Hörandl, E. and Hadacek, F. (2020) ‘Oxygen, life forms, and the evolution of sexes in multicellular eukaryotes,’ Heredity, 125 (1), pp. 1-14. Web.
Nilsson, D. E. and Marshall, J. (2020) ‘Lens eyes in protists,’ Current Biology, 30(10), pp. R458-R459. Web.
Pennisi, E. (2018) ‘The momentous transition to multicellular life may not have been so hard after all,’ Science. Web.

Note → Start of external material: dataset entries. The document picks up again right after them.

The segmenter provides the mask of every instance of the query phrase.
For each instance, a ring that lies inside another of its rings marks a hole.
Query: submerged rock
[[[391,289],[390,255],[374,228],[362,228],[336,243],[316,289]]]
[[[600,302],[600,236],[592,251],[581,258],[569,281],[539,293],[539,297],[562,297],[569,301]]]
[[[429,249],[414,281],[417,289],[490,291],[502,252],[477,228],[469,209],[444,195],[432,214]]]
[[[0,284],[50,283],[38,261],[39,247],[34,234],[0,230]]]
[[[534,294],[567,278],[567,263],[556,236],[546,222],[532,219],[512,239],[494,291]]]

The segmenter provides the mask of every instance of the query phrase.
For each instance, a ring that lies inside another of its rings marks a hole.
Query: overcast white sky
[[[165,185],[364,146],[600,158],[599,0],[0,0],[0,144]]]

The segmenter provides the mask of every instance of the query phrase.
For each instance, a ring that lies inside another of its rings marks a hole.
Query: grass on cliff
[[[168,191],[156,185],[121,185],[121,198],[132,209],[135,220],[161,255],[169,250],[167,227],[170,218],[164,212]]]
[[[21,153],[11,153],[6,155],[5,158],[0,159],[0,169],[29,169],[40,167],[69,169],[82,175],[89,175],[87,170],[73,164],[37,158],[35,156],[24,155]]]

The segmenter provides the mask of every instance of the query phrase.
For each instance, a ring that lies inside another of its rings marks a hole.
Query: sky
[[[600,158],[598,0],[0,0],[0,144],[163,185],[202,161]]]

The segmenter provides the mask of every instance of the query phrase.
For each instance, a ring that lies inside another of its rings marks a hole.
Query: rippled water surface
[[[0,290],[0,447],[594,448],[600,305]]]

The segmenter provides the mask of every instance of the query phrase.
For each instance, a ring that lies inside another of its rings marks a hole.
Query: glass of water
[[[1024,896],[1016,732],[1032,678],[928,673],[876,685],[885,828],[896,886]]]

Schoenemann, B., Pärnaste, H. and Clarkson, E.N. (2017) ‘Structure and function of a compound eye, more than half a billion years old,’ Proceedings of the National Academy of Sciences, 114(51), pp. 13489-13494. Web.
Schwab, I.R. (2018) ‘The evolution of eyes: Major steps. The Keeler lecture 2017: Centenary of Keeler Ltd’, Eye, 32(2), pp. 302-313. Web.
Young, G. M. (2017) ‘Precambrian: Overview. Elsevier’, in Earth Systems and Environmental Sciences. Elsevier. Web.